Example – Non-UK Business Required to Register for UK VAT
A US company purchases goods that are stored in a UK warehouse. The company then sells those goods to customers in the EU, arranging shipment directly from the UK to the EU.
- The goods are located in the UK at the time of sale
- The goods are leaving the UK
Goods Leaving Great Britain – Exports
What Is an Export?
From 1 January 2021, an export occurs where a GB trader sells goods:
- To an EU country, or
- To a non-EU country (e.g. the USA or China)
VAT Treatment of Exports
- Exports are zero-rated for UK VAT, regardless of the type of goods
(VATA 1994, s.30(6)) - Zero-rating applies only if export conditions are met
Evidence of Export
To apply zero-rating, the supplier must retain satisfactory commercial evidence that the goods left the UK, such as:
- Bill of Lading
- Air Waybill
- Other acceptable transport documentation
Example
A GB business sells machinery to a US customer. If the business can evidence that the goods were exported within three months, the supply is zero-rated for UK VAT.
Goods Entering Great Britain – Imports
What Is Import VAT?
Import VAT is not VAT charged by a supplier. It is a tax charged by HMRC on the act of importing goods into the UK.
When goods are imported into GB:
- Import VAT is charged at the same VAT rate that would apply if the goods were supplied in the UK
- The importer is legally responsible for the VAT
This ensures VAT neutrality between:
- Buying goods from a UK supplier, and
- Importing goods from overseas
Postponed VAT Accounting (PVA)
What Is PVA?
Postponed VAT Accounting allows UK VAT-registered businesses to:
- Account for import VAT on their VAT return, instead of
- Paying import VAT upfront at the border
PVA does not remove import VAT. It simply changes when and how it is accounted for.
How PVA Works
Under PVA, import VAT is accounted for in two places on the VAT return:
- Box 1 (Output VAT)
This records that VAT is legally due to HMRC as a result of importing goods into the UK. - Box 4 (Input VAT)
This records the business’s right to recover that VAT, subject to the normal input tax rules.

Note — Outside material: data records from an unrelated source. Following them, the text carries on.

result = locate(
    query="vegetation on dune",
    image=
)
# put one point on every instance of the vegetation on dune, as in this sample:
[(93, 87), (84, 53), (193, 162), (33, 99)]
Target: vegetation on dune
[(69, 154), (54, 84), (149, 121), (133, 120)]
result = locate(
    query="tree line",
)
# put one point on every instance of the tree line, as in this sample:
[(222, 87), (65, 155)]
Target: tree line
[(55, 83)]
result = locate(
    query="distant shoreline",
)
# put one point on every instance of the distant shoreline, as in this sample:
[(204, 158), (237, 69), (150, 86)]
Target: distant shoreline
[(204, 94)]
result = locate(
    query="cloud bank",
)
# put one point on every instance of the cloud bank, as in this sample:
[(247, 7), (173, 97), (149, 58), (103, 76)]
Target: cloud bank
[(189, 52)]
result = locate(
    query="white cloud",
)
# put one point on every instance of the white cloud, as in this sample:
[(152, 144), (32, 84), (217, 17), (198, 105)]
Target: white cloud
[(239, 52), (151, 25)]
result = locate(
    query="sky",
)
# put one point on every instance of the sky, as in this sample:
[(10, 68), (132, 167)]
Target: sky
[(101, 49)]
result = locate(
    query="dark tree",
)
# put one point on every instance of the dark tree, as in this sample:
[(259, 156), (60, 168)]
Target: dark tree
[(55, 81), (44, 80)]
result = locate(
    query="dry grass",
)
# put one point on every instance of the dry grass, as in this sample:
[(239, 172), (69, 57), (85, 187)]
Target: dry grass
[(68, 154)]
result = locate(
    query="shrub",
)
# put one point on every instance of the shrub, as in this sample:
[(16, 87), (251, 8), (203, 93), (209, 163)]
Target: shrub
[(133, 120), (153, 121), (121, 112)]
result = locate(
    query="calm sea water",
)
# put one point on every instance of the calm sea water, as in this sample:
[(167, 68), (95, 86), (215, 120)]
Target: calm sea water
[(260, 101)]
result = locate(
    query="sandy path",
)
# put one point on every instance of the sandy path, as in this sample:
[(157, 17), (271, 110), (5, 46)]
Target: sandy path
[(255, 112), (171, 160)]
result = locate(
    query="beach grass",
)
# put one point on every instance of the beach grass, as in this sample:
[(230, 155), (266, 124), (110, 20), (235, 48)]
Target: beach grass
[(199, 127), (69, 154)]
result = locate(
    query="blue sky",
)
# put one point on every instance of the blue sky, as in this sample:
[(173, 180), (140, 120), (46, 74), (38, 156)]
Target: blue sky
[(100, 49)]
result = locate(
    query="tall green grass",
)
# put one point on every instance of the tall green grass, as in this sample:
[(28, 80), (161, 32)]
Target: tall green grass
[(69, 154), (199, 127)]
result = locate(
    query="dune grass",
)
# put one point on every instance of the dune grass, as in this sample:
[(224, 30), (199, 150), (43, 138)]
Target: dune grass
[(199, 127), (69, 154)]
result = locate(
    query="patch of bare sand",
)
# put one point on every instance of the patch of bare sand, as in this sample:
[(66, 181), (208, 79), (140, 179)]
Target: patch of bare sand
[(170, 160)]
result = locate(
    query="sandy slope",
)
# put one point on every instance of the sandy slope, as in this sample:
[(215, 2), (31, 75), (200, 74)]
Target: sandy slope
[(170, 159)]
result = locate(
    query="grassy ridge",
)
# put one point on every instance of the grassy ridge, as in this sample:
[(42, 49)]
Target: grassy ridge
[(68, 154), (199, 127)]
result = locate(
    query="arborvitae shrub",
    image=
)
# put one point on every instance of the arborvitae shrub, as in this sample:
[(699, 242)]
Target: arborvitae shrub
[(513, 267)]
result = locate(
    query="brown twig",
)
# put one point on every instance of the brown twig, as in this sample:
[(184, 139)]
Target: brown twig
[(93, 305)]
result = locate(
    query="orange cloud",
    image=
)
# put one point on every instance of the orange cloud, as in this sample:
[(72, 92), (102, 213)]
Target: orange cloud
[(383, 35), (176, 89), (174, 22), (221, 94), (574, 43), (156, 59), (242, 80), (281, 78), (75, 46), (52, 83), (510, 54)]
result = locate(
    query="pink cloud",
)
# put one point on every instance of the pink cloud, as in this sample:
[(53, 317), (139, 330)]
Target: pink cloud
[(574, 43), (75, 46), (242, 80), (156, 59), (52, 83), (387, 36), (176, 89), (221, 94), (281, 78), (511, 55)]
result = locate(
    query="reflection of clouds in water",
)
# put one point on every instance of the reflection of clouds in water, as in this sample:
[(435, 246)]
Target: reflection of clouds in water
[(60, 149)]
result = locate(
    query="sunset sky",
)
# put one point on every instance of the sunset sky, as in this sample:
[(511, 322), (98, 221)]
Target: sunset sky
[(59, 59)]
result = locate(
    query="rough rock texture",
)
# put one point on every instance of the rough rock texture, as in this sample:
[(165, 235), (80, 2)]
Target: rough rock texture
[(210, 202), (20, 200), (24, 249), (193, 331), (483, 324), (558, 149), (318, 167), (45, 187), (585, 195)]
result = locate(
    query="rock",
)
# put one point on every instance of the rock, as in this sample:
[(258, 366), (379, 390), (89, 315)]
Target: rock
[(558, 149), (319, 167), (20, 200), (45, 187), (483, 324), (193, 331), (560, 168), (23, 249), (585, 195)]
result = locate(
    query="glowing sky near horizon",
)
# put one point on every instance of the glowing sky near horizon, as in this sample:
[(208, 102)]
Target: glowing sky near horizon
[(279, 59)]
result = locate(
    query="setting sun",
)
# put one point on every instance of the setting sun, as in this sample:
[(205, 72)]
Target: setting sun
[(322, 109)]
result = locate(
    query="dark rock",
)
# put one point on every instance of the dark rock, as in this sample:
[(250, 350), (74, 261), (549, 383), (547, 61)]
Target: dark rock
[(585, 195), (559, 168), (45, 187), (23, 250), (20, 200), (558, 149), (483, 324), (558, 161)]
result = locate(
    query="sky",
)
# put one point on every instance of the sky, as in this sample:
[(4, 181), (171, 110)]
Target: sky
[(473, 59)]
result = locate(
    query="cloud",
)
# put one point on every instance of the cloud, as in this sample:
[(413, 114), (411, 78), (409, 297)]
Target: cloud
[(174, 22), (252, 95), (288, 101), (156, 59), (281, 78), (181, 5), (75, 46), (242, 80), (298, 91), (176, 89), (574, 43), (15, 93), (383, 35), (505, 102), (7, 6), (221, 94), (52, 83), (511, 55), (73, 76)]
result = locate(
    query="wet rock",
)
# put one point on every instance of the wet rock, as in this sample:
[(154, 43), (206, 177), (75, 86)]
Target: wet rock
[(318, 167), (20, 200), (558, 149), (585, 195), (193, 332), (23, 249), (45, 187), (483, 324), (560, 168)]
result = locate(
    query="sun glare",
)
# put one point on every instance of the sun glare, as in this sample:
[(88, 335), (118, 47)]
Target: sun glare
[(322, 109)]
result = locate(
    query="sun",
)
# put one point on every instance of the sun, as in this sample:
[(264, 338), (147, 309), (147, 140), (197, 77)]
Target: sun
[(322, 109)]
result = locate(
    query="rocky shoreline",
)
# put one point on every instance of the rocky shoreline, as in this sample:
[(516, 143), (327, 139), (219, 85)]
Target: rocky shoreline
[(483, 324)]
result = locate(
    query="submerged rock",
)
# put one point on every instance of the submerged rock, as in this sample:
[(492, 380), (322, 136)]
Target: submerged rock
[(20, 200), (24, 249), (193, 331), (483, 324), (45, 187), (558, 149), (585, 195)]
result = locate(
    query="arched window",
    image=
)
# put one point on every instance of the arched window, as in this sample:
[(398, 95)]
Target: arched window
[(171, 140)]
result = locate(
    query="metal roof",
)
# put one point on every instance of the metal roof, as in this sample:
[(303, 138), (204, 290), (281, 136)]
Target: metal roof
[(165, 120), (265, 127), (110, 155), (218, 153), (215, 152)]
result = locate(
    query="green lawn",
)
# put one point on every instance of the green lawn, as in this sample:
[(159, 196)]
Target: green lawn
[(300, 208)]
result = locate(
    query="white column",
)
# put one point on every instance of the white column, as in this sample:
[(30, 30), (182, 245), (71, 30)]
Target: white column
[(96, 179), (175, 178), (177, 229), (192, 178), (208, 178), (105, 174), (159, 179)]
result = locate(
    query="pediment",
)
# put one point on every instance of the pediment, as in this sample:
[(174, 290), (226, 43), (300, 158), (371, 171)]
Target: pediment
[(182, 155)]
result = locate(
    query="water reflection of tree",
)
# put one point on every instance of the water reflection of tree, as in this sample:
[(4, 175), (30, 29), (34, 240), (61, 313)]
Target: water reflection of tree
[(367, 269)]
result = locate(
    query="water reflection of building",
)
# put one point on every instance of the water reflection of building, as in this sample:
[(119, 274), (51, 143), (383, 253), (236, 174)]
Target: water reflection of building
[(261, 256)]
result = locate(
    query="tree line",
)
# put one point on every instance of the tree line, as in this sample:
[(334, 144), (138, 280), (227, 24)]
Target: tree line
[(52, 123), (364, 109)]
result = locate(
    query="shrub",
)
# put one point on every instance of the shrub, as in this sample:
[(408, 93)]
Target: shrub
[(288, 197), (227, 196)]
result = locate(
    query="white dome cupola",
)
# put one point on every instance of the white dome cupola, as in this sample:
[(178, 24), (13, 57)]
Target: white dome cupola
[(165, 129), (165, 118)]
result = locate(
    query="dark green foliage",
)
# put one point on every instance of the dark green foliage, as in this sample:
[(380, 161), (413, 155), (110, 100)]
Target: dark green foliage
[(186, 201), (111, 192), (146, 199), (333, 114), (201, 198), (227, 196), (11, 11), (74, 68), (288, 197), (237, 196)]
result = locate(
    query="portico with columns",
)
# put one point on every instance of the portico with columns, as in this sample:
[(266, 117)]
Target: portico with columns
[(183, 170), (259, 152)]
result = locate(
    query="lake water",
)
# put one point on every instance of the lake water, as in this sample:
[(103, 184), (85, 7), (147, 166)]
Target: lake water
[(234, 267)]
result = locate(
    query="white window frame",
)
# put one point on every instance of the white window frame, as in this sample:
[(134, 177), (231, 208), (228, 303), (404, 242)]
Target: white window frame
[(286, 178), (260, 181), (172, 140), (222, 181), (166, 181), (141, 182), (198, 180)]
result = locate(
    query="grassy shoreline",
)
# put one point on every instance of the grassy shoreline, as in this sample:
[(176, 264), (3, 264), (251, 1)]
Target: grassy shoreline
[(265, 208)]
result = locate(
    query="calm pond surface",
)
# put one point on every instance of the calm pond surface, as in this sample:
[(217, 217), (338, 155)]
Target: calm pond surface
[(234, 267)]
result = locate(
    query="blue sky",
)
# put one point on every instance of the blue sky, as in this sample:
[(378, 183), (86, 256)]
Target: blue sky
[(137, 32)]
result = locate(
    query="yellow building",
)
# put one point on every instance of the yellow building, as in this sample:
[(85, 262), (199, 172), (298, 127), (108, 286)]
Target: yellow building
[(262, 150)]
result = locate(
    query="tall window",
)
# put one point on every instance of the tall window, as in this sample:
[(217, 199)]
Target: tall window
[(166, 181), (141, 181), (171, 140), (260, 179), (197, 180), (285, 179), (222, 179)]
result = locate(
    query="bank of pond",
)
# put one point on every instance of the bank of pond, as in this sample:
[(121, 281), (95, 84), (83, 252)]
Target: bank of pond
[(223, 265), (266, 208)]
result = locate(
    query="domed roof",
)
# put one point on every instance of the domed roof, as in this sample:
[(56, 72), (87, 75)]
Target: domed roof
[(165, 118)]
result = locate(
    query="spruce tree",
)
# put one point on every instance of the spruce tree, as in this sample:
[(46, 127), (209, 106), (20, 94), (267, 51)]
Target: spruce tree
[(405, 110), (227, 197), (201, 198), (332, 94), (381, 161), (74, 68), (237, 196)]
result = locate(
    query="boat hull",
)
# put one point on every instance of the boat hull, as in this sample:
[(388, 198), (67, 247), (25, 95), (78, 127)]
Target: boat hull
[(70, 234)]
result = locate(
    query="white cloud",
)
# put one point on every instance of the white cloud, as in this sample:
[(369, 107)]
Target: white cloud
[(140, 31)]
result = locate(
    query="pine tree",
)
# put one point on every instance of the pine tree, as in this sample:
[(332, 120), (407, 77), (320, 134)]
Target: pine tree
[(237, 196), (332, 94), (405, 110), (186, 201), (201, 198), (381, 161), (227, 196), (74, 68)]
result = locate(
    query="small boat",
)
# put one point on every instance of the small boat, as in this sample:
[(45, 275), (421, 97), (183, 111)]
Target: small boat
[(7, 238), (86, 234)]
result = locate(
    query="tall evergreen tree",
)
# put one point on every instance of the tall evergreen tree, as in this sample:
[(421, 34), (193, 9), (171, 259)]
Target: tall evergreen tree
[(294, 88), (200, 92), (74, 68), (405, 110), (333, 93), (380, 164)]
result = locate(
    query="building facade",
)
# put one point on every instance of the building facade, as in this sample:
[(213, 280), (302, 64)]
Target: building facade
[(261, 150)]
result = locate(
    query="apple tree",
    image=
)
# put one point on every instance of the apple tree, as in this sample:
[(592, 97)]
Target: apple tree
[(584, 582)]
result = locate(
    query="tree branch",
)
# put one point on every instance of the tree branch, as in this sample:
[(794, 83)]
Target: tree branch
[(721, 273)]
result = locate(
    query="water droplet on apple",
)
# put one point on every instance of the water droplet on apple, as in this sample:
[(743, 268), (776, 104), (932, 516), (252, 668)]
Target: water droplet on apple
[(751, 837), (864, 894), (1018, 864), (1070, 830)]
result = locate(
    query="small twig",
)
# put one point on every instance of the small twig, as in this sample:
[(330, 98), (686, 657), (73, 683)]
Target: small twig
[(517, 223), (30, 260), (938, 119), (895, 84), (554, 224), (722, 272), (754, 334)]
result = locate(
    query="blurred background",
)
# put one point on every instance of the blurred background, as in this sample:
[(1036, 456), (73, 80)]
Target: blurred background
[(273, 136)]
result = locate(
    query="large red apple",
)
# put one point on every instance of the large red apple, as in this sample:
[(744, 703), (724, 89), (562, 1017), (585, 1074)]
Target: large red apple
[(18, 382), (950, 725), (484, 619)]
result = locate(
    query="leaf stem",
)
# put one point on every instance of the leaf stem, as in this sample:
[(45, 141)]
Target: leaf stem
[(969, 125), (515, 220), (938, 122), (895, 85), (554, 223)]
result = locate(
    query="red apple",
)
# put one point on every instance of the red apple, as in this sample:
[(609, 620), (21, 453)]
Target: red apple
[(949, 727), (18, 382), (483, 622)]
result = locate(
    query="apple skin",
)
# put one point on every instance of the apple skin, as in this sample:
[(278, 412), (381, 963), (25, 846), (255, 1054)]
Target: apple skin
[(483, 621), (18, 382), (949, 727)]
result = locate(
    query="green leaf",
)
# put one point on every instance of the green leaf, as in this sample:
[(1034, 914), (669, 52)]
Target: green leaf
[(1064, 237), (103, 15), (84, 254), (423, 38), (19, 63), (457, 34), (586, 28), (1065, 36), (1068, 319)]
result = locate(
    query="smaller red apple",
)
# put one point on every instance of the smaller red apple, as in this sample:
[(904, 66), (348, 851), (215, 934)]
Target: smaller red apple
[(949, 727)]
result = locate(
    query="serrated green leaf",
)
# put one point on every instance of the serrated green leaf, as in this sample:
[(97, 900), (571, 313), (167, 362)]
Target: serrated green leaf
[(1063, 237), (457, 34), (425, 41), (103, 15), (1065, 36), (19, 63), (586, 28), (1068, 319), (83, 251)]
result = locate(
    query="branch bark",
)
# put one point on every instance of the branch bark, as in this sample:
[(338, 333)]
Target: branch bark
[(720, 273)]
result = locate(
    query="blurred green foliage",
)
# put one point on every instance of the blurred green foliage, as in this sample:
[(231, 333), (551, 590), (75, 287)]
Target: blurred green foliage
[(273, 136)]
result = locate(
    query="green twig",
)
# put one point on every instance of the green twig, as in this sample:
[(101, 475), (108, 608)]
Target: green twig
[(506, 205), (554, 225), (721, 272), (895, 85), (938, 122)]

This mirrors the old system:
- Previously, VAT was paid at the border and reclaimed later
- Under PVA, both steps happen on the VAT return, with no cash payment upfront
Why Import VAT Is Shown in Both Boxes
Import VAT must appear in Box 1 because VAT must be declared as due before it can be reclaimed.
Showing it only in Box 4 would allow recovery of VAT that was never declared as payable.
PVA preserves the core VAT principle:
Output tax must be declared before input tax can be recovered
Conditions for Using PVA
To use PVA:
- Goods must be imported for business purposes
- The importer must be UK VAT-registered
- The UK VAT number must be quoted on the customs declaration
- VAT must be accounted for on the VAT return covering the period of import
Small Consignments (Goods Valued at £135 or Less)
For goods valued at £135 or less:
- No import VAT is charged at the border
- The transaction is treated as a UK domestic supply
- UK VAT is charged at the point of sale
Where the customer is UK VAT-registered, VAT is typically accounted for using a reverse-charge-style mechanism, resulting in no net VAT cost for fully taxable businesses.